For one of my seminary classes I had to consider how Brian Chapell’s Christ-Centered Preaching compares with other homiletic books, in his definition of ‘expository preaching’. Chapell argues that an expository message is “a message whose structure and thought are derived from a biblical text, that covers the scope of the text, and that explains the features and context of the text in order to disclose the enduring principles for faithful thinking, living, and worship intended by the Spirit, who inspired the text.”
Many definitions for expository preaching have been offered in the last century. One of the main concerns of homiletic studies deals with question; ‘what are the essential components of an expository message?’ Some writers break from Chapell and align with the simplicity of J.I. Packer’s definition in arguing that Bible exposition is to ‘open’ the Bible and ‘bring out of the text what is there’. While this is true, Packer provides no description beyond the overall nature of an expository message like Chapell. In the same way John Broadus once wrote that “an expository discourse may be defined as one which is occupied mainly, or at any rate largely, with the exposition of Scripture.” Like Packer, Broadus definition provides little explanation beyond the overarching nature of an expository sermon, not providing a description of its components.
Steven Matthewson adds the necessary component of application to his definition; for him it is “preaching that exposes the meaning of a text of scripture and applies that meaning to the lives of the hearers.” Yet unlike Matthewson, Chapell defines application with more clarity as “the enduring principles for faithful thinking, living, and worship.” In some cases, too much clarity can be harmful and regulate too far in defining the essentials of expository preaching.

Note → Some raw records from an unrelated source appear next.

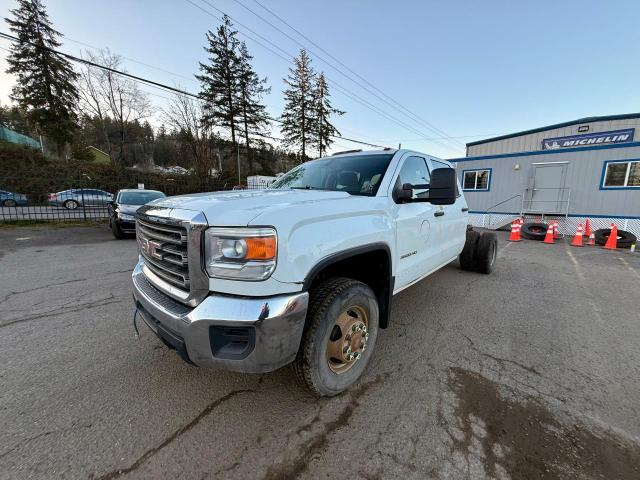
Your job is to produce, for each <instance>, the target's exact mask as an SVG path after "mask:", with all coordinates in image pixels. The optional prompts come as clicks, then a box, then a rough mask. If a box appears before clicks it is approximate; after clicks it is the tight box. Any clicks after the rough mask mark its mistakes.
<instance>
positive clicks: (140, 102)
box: [79, 50, 153, 163]
mask: <svg viewBox="0 0 640 480" xmlns="http://www.w3.org/2000/svg"><path fill="white" fill-rule="evenodd" d="M85 56H86V58H87V59H88V60H90V61H91V62H93V63H97V64H99V65H103V66H105V67H108V68H110V69H114V70H120V71H125V70H124V69H123V68H122V67H121V64H122V59H121V58H120V57H119V56H118V55H114V54H112V53H111V52H109V51H108V50H100V51H99V52H98V53H97V54H94V53H91V52H85ZM79 87H80V94H81V98H82V102H81V109H82V111H83V113H85V114H88V115H89V116H92V117H95V118H97V119H98V121H99V122H100V123H101V128H102V129H103V132H104V135H105V143H106V144H107V145H108V149H109V155H110V156H111V158H112V159H113V160H115V161H116V162H119V163H125V144H126V141H127V126H128V125H129V124H131V123H133V122H139V121H141V120H144V119H146V118H148V117H149V116H150V115H151V114H152V112H153V108H152V106H151V102H150V101H149V97H148V96H147V94H146V93H145V92H143V91H142V90H140V88H139V86H138V84H137V82H135V81H133V80H131V79H129V78H127V77H124V76H122V75H119V74H117V73H114V72H111V71H108V70H103V69H100V68H97V67H91V66H85V67H83V69H82V71H81V77H80V82H79ZM107 118H111V119H112V120H113V121H114V122H115V124H116V126H117V130H118V132H117V141H116V143H117V149H116V148H114V146H113V142H112V141H111V139H110V138H109V132H108V131H107V129H106V124H107ZM114 151H115V154H116V155H115V156H114Z"/></svg>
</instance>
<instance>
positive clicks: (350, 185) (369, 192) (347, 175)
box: [270, 153, 393, 196]
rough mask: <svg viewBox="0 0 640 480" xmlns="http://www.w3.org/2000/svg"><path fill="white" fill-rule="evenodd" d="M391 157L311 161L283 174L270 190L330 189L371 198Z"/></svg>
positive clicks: (317, 189) (392, 153) (369, 155)
mask: <svg viewBox="0 0 640 480" xmlns="http://www.w3.org/2000/svg"><path fill="white" fill-rule="evenodd" d="M392 157H393V153H389V154H375V155H348V156H343V157H328V158H320V159H318V160H312V161H310V162H306V163H303V164H302V165H299V166H297V167H295V168H294V169H293V170H290V171H289V172H287V173H285V174H284V175H283V176H282V177H280V178H279V179H278V180H276V181H275V182H274V183H273V184H272V185H271V187H270V188H273V189H289V188H290V189H302V190H331V191H335V192H347V193H349V194H351V195H366V196H373V195H375V194H376V192H377V191H378V187H379V186H380V182H381V181H382V177H384V174H385V172H386V171H387V167H388V166H389V162H390V161H391V158H392Z"/></svg>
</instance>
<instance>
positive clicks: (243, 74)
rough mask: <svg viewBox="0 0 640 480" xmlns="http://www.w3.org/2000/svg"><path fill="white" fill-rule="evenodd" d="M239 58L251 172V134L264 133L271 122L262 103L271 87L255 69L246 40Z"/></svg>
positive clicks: (241, 110)
mask: <svg viewBox="0 0 640 480" xmlns="http://www.w3.org/2000/svg"><path fill="white" fill-rule="evenodd" d="M239 58H240V64H239V76H238V87H239V93H240V117H241V122H242V124H243V127H244V139H245V142H246V145H247V157H248V160H249V172H250V173H253V153H252V151H251V147H250V144H249V134H250V133H251V134H254V135H255V134H259V135H260V134H264V130H265V128H266V127H267V125H268V124H269V121H268V120H267V109H266V106H265V105H264V104H263V103H262V98H263V97H264V95H266V94H268V93H269V92H270V91H271V88H269V87H267V86H266V85H267V79H266V77H265V78H262V79H261V78H260V77H258V74H257V73H256V72H255V70H254V69H253V66H252V65H251V60H252V59H253V57H252V56H251V55H250V54H249V50H248V49H247V45H246V44H245V43H244V42H242V44H241V45H240V56H239Z"/></svg>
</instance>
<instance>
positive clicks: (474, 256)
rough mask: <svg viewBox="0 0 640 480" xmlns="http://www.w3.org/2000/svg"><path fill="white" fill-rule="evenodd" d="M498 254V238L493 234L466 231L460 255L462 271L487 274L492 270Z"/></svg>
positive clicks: (491, 270) (489, 232) (459, 260)
mask: <svg viewBox="0 0 640 480" xmlns="http://www.w3.org/2000/svg"><path fill="white" fill-rule="evenodd" d="M497 254H498V237H497V235H496V234H495V233H493V232H484V233H482V234H481V233H479V232H476V231H475V230H467V239H466V242H465V244H464V249H463V250H462V253H460V257H459V261H460V267H461V268H462V269H463V270H468V271H473V272H479V273H484V274H489V273H491V271H492V270H493V266H494V264H495V262H496V257H497Z"/></svg>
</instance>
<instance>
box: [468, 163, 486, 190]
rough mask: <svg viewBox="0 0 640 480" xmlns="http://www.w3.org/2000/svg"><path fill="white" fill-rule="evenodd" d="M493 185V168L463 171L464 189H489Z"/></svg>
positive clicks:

Charles Koller’s three part definition illustrates these dangers; arguing that “an expository sermon consists of exposition plus application and persuasion”…it “derives its main points…from the particular paragraph or chapter or book of the Bible with which it deals”…and “makes use of a thesis in which the sermon has its unity and around which it is organized.” While this definition is clear and explanatory, Koller is too precise in limiting an expository message to dealing with a ‘particular paragraph or chapter’ of the Bible. In his classic definition of expository preaching Haddon Robinson defined it as “the communication of a biblical concept. Derived from and transmitted through a historical, grammatical, literary study of a passage in its context, which the Holy Spirit first applies to the personality of the preacher, then through him to his hearers.” Where Koller was too specific, Robinson was too elusive with the terminology ‘biblical concept’. A ‘biblical concept’ could be any idea that is true and/or has a biblical foundation, Chapell argues that these justifications do not mean that any biblical concept “has a place in an expository message.” Chapell is more specific than Robinson when he writes that an expository sermon is “derived from a biblical text” Like Chapell, Albert Mohler Jr. identifies the ‘biblical text’ as the source of an expository sermon, he wrote that an expository message “sets forth the meaning and message of the biblical text and makes clear how the Word of God establishes the identity and worldview of the church as the people of God.”
With all that is discussed above, there is one possible weakness to each of these definitions. In his definition Chapell limits the role of the Holy Spirit to the application of the text, and the inspiration of the text itself. He writes that the preacher’s message should expose the “principles for faithful thinking, living, and worship intended by the Spirit, who inspired the text.” While there is nothing technically wrong Chapell’s definition at this point, it lacks a description of the Holy Spirit’s role in the proclamation of a textual unit. Part of Greg Heisler’s definition will prove the point; he argues that “expository preaching is the Spirit-empowered proclamation of biblical truth derived from the illuminating guidance of the Holy Spirit by means of verse by verse exposition of the Spirit inspired text…” Not only is the Spirit the author and applier of the text, the preacher is Spirit empowered in preparation and delivery.
While different components of the definitions mentioned above seem fitting to constructing a concise yet explanatory definition of expository preaching, not all are completely satisfactory. With that in mind, combining the definitions listed above, it is this author’s opinion that an expository sermon is when a preacher ‘through the power of the Holy Spirit (Heisler) proclaims a message from a textual unit of the Bible (Chapell) while faithfully representing the historical, contextual, grammatical, and literary nature of that unit (Robinson), for the purpose of establishing the identity and worldview of the church as the people of God as its application (Mohler).
I am still sorting this out. Any thoughts?